PANDU PRATAMA PUTRA, lahir 12 November 1995. Mencintai dunia kepenulisan dan telah mengeluarkan satu buku komedi, satu kumpulan cerpen, dan beberapa cerpen yang diterbitkan dalam sebuah buku antologi cerpen bersama dan media.
Oleh: Pandu Pratama Putra
IG: @pandupratamaputra_
Bihitn. Anak kecil itu sudah tumbuh remaja. Ia besar dengan ajaib melalui tangannya sendiri. Tumbuh dan hidup berkat warisan yang diberikan oleh orangtuanya. Benar, bapak dan mamaknya telah lama mati sejak ia berumur delapan tahun.
Tidak ada yang tahu kenapa secara tiba-tiba dan bersama-sama, kedua orangtuanya meninggal. Keduanya ditemukan sudah tiada di atas tempat tidur mereka di pagi hari. Tanpa cacat dan tanda-tanda mencurigakan dari kematian mereka.
“Ini pasti karena mereka bersepakat dengan jin. Mereka melanggar janji ini.”
“Iya, aku pernah dengar orang desa sebelah juga ada yang matinya begini. Katanya sih pesugihan.”
“Pantesan ya. Hampir separuh hutan punya mereka semua. Ditambah tanaman mereka subur-subur. Kayaknya gara-gara perjanjian mereka itu.”
“Pasti.”
Bihitn si anak delapan tahun itu hanya bisa mendengarkan omongan orang-orang. Butuh beberapa tahun kemudian untuk dia paham ucapan orang-orang saat itu. Butuh banyak hal-hal pahit yang dialaminya untuk bisa mengerti bahwa saat ini, dia adalah orang paling dibenci di desa.
“Eh, si anak jin lewat.”
“Lihat tu mukanya, hitam sebelah dan giginya panjang-panjang.”

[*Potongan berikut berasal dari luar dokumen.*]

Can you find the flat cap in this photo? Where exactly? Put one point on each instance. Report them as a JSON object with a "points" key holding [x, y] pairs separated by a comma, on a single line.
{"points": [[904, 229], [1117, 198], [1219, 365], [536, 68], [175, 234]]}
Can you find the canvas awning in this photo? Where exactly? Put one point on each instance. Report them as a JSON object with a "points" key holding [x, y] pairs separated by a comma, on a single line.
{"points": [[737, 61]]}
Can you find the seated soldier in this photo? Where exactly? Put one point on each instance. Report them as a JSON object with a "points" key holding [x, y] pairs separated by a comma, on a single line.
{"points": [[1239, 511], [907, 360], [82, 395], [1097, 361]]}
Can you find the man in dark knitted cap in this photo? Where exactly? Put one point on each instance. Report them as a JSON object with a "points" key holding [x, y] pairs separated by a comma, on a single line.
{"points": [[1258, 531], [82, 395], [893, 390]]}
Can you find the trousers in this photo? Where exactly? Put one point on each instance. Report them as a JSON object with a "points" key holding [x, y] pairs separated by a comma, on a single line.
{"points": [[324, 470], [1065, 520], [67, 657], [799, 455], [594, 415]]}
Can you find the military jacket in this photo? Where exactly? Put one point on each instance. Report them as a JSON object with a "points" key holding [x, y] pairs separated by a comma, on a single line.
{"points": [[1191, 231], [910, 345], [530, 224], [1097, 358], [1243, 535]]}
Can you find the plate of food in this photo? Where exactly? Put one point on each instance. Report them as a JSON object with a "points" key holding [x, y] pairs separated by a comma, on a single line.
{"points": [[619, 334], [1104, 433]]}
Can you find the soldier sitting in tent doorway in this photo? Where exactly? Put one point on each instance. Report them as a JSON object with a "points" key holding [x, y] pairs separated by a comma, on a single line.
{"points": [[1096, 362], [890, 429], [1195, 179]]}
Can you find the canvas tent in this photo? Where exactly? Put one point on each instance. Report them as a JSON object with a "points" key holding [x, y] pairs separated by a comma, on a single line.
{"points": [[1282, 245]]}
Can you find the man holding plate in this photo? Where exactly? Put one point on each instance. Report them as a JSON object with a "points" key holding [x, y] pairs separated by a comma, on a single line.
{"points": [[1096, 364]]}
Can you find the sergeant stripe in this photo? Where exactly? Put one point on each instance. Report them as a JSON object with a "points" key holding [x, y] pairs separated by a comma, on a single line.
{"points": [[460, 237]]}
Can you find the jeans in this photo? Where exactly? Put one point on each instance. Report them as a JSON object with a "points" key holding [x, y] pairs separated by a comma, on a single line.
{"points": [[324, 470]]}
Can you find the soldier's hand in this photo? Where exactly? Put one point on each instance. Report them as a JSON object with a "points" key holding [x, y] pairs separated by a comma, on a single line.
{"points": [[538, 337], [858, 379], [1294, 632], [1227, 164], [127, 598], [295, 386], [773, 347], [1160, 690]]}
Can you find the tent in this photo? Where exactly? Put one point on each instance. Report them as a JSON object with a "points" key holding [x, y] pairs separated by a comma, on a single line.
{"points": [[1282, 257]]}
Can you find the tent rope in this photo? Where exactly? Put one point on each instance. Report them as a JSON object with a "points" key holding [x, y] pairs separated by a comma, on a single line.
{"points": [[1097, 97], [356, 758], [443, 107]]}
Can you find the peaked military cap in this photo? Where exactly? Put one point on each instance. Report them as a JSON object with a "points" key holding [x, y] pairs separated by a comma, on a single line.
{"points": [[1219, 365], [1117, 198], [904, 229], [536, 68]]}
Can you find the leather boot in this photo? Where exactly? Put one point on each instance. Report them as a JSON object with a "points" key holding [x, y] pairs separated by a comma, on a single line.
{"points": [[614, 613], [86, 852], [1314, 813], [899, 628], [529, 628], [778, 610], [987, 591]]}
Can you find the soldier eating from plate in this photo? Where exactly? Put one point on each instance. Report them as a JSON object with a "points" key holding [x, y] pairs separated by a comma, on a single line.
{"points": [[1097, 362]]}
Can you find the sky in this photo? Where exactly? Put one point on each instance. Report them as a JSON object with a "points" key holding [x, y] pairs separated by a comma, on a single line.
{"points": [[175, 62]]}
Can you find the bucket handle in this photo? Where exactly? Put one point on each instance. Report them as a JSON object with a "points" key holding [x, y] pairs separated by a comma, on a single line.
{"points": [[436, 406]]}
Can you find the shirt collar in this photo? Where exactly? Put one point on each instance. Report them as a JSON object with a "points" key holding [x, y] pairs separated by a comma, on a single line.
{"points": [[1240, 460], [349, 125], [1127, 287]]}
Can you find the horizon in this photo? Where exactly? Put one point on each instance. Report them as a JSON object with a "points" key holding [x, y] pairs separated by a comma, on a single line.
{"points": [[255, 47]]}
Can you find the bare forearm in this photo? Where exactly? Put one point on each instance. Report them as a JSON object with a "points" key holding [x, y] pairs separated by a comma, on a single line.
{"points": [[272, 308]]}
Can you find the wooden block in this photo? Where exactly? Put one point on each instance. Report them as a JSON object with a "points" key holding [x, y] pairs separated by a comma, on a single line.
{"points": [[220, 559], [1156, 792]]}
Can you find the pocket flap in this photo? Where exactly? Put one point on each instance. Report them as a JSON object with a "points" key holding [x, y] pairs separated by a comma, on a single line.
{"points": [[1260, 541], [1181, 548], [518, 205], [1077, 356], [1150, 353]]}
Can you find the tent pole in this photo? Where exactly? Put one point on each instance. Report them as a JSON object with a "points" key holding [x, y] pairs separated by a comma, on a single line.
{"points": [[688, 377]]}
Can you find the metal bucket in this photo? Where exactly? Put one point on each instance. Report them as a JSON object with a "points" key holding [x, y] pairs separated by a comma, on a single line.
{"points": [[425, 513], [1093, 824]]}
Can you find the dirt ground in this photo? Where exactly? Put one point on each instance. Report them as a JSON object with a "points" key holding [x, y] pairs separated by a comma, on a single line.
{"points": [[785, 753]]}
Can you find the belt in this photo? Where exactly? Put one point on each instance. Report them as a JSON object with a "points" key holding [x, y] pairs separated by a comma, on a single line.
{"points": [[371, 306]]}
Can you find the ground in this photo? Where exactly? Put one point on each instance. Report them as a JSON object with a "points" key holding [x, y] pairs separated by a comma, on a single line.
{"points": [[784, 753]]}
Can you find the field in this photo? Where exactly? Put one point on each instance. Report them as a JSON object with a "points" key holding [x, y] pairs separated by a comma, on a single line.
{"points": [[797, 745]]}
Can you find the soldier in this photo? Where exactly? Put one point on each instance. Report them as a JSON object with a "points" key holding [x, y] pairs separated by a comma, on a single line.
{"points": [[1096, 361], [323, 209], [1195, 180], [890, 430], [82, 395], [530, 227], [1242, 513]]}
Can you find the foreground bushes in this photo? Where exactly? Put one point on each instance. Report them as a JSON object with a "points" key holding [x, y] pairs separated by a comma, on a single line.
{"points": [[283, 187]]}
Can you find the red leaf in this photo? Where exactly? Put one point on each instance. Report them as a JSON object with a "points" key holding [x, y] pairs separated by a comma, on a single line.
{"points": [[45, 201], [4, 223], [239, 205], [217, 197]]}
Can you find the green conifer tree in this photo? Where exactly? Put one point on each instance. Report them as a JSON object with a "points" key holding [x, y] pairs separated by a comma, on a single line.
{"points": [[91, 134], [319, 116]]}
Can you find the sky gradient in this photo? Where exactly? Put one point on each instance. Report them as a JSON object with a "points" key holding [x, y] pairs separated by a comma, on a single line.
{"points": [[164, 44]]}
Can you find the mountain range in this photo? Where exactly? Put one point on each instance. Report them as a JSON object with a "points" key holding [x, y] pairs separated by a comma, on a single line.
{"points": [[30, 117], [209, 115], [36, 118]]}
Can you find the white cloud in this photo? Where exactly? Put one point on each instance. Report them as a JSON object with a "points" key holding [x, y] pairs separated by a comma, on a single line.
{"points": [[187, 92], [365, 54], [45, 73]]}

“Aku denger dia kaya begitu karena mamaknya dulu enggak ngerelain dia diambil sama jin yang udah bantu mereka jadi kaya.”
“Iya ya, masuk akal juga. Ngerik banget. Mukanya udah kayak monyet.”
“Eh, iya ya. Bener juga, mirip monyet.”
Bihitn hanya bisa mendengar semua itu tanpa melawan. Di dalam hati, Bihitn tentu saja tidak terima dan marah. Terlebih jika orang-orang mulai menceritakan tentang orangtuanya. Tapi, semua orang sepakat dan setuju dengan perkataan-perkataan itu. Jika melawan, Bihitn yang akan kena batunya. Seperti yang pernah dialaminya di umur sepuluh tahun. Bihitn si anak-anak berusaha ikut bermain dengan teman-teman sebayanya di kampung.
“Hei Bihitn, kamu enggak boleh ikut main. Kata mamakku kamu itu anak jin. Nanti kita semua kena sial.”
“Aku juga pengin main kelereng dengan kalian. Aku baru aja beli satu bungkus,” sahut Bihitn sambil membawa seplastik besar kelereng.
Tiba-tiba seorang anak terpeleset oleh kelereng yang tersebar di tanah. Seketika anak itu menangis dan anak-anak lainnya melihat Bihitn yang masih berdiri kaku tanpa tahu sebab anak-anak lainnya menatap dia dengan tajam.
“Bihitn si anak jin. Ini semua karena kamu. Kan aku udah bilang kamu pulang aja karena pasti bawa sial.”
“Kok aku sih? Aku enggak ngapa-ngapain kok.”
“Woi si anak jin, pulang kamu! Enggak usah di sini lagi!”
“Iya woi, pulang!” Beramai-ramai anak kecil itu meneriaki Bihitn. Satu di antaranya bahkan mendorong Bihitn dengan keras hingga terjatuh. Plastik berisi kelereng milik Bihitn pun berserakan. Anak-anak itu terus memojokkan Bihitn. Dan Bihitn pun meninggalkan mereka.
Air mata Bihitn tumpah. Berceceran hingga ke rumah. Tangisnya pecah, tapi tidak ada yang bisa memeluknya di rumah. Kelereng yang dijatuhkannya di tanah, sekarang sudah jadi milik anak-anak yang mengusir Bihitn. Yang hina dan jin hanya Bihitn, barang-barangnya tentu tidak.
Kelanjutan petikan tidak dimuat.